The trouble is that Charras doesn’t believe Helene’s story. He thinks it only proves that she’s insane after all, and he wastes no time securing a warrant for her arrest. It seems that Helene’s fate now hinges on François finding the fly with Andre’s head. I’m betting you’ve seen, or have at least heard about, the scene in which he does just that, the famous “Help me!” scene. Philippe spots the fly in a spider’s web in the garden, leading up to a delightfully twisted sequence that has François and Charras staring in horror as the spider moves in for the kill, the human-headed fly squeaking for help over and over again until Charas crushes web, spider, and fly with a nearby rock. The fact that the spider looks like an evil muppet just makes the scene even better.

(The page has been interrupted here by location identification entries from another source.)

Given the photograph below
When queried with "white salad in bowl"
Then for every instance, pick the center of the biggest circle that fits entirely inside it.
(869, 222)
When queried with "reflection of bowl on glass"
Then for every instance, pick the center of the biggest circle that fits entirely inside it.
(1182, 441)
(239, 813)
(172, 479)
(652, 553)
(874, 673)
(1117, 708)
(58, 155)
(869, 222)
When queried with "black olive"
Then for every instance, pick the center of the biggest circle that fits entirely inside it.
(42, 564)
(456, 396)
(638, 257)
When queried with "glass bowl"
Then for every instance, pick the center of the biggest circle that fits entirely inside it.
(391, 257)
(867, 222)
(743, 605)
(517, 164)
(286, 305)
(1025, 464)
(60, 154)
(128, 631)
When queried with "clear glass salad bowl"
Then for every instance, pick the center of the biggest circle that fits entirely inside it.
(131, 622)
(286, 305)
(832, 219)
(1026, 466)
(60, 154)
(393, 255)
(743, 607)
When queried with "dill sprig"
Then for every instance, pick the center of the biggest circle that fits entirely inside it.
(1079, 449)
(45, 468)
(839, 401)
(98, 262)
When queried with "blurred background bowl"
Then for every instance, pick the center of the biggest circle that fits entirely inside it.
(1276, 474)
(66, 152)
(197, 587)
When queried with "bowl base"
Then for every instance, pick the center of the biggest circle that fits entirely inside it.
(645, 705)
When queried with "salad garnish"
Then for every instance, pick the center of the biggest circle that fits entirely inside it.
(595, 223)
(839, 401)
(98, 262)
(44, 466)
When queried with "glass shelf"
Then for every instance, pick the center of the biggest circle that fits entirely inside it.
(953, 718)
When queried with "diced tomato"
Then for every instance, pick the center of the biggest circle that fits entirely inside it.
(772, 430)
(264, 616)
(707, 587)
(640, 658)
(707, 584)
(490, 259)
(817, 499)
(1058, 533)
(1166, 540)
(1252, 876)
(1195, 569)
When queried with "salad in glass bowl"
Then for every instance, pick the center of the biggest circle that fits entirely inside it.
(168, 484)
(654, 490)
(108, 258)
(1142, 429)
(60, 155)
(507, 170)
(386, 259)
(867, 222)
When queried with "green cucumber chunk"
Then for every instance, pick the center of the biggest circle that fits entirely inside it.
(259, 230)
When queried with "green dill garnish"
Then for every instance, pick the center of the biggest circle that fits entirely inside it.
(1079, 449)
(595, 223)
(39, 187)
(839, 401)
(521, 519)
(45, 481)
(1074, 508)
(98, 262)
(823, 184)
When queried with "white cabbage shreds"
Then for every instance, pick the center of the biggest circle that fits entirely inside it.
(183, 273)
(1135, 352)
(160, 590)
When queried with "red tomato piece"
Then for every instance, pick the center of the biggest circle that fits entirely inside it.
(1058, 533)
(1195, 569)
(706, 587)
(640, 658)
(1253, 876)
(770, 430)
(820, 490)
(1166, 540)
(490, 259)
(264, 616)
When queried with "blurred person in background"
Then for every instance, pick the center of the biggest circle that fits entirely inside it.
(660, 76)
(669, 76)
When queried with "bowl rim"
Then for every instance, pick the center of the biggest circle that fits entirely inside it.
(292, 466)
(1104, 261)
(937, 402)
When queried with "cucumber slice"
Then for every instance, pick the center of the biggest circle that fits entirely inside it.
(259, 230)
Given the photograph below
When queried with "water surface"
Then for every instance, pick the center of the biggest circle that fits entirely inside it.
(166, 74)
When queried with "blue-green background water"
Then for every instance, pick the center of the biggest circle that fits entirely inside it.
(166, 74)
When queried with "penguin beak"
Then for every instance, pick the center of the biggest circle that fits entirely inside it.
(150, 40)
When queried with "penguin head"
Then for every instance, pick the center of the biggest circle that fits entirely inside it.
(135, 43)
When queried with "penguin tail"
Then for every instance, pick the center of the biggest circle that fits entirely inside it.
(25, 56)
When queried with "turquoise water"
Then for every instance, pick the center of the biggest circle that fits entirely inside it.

The importance of this movie from a B-horror fan’s perspective ought to be fairly obvious. But The Fly is also significant for the development of cinematic science fiction as a whole. This is the first movie that I know of that makes use of the idea that, if matter can be converted into energy as in nuclear fission and fusion, it should also be possible to convert energy into matter, or even to convert matter into energy and back. This is exactly the same principle that “Star Trek” would later adopt for its more famous teleportation device, the matter transporter. I have to wonder how many people in the late 50’s got their first exposure to this particular concept of sub-atomic physics from The Fly, and what percentage of those who did dismissed Andre’s explanation of how his machine works as pseudo-scientific mumbo-jumbo along the lines of The Amazing Colossal Man’s Amazing Unicellular Heart. I’d also be interested to learn the extent to which the idea of relativity-derived teleportation had penetrated literary science fiction by 1958; if I knew that, I would know for sure just how visionary this movie really was. In any event, it’s a lot more sophisticated than you might expect from a flick that concerns a man who one day finds himself the proud owner of a fly’s head.